Silicon Valley taken for a ride by JOBS Act

It seems like Silicon Valley is so in love with the crowdfunding portion of the JOBS Act that passed the Senate today, it refuses to see what a disaster the overall bill will be.

Indeed, many references I see to the bill still refer to it as a “crowdfunding” bill, as if that was all there was to it. It’s important to note that the actual bill reflects several other bills that were rolled up a few weeks back. Most of this bill represents a staggering rollback of investor protections, and a major rewrite of the rules governing at least 90 percent of all IPOs.

One of those bills rolled into this unholy sausage was the so-called crowdfunding bill that has entrpreneurs wetting their pants.

The Senate passed  a version of the bill Tuesday with some additional protections. Good. I wish, however, they could slice the crowdfunding portion off and kill the rest. I talked about why the JOBS Act is such a nightmare here.
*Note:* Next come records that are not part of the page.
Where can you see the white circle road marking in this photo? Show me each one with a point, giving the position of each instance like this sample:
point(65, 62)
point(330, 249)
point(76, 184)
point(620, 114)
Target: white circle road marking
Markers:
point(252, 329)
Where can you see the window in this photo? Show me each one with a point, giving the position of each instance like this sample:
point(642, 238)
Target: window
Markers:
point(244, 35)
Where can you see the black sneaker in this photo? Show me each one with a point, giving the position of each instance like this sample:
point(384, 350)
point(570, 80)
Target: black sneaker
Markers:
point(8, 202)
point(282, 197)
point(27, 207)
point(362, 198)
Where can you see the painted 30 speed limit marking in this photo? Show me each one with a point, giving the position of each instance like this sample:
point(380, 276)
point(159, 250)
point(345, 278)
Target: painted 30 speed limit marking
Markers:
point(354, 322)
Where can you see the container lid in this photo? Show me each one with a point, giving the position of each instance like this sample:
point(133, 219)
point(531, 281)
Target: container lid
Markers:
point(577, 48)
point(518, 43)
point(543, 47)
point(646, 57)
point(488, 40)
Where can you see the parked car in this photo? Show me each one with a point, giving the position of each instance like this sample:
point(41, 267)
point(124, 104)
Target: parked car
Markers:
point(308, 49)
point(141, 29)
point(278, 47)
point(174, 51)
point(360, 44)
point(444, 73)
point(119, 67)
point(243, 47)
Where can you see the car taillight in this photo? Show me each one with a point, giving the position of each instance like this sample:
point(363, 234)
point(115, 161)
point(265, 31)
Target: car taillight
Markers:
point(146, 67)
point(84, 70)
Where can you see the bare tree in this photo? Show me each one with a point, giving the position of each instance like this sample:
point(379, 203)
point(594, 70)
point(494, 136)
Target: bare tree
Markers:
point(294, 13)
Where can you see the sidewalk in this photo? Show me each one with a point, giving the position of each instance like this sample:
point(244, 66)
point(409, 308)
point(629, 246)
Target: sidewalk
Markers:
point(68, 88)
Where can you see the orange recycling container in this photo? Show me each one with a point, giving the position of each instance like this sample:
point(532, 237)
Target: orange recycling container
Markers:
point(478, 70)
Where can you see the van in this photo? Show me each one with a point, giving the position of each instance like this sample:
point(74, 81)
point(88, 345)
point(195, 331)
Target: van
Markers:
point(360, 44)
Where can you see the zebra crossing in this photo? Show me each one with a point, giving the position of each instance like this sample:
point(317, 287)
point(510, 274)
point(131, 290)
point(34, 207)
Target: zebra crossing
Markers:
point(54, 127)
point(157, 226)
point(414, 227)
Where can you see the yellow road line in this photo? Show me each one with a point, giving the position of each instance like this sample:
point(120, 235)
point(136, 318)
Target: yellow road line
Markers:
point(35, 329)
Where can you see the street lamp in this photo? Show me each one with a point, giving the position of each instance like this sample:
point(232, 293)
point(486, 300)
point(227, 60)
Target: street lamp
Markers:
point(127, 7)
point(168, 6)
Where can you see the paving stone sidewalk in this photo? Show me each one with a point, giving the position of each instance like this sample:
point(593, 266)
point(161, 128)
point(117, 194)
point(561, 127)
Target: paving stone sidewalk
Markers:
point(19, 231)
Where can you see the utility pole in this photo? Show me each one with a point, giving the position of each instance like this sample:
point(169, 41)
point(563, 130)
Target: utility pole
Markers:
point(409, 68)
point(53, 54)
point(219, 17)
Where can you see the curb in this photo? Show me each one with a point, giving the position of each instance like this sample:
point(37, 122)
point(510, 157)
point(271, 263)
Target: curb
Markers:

Given that generally the valley believes in more openness and more transparency, the region’s support for this dog is appalling.

But blinded by the glare of crowdfunding, it seems that support remains unwavering. I find a lot of merit to the populist instincts behind the crowdfunding push. Yes, let’s stick it to the big banks. Yes, let’s let the common man and woman invest. That doesn’t mean, however, that this framework is the right way to proceed.

People keep making comparisons to things like Kickstarter. But this type of crowfunding is very different. When I donate to Kickstarter, I understand I’m making a donation with no intention of ever seeing my money again.

On the other hand, if I’m giving money to someone starting a business, I expet to see that money, plus some return. It’s a different mindset and expectation. And too many less-than-savvy people are at risk for being taken for a ride.

I’m still a bit confused about companies or ideas people hope this will fund. In the valley, it’s not like there’s truly a lack of venture capital or angel investors. And you have to assume that these folks, with their vast networks and contacts, will sniff out the very best investments and scoop those up.

That leaves the leftovers to be crowdfunding. Not exactly a tantalizing prospect.

Here’s a different thought: Start small and iterate on this idea. Work with the SEC to approve a couple of crowdsourcing platforms. Let the idea play for six months or a year, and discover what does and does not work. Are the companies making pitches disclosing enough? How is this affecting these startups ability to do additional rounds? For instance, if you invest at the crowdsourcing stage, who acts on your behalf to ensure your “shares” are not diluted by follow on rounds? What are your rights to invest in those next rounds if there are caps on your investment? And if the company is faltering, do you have any rights to demand changes, or express dissatisfaction?

Again, I’m not condemning the crowdfunding idea. But there is a better way to proceed to ensure it doesn’t become an open door for fraudsters and scams.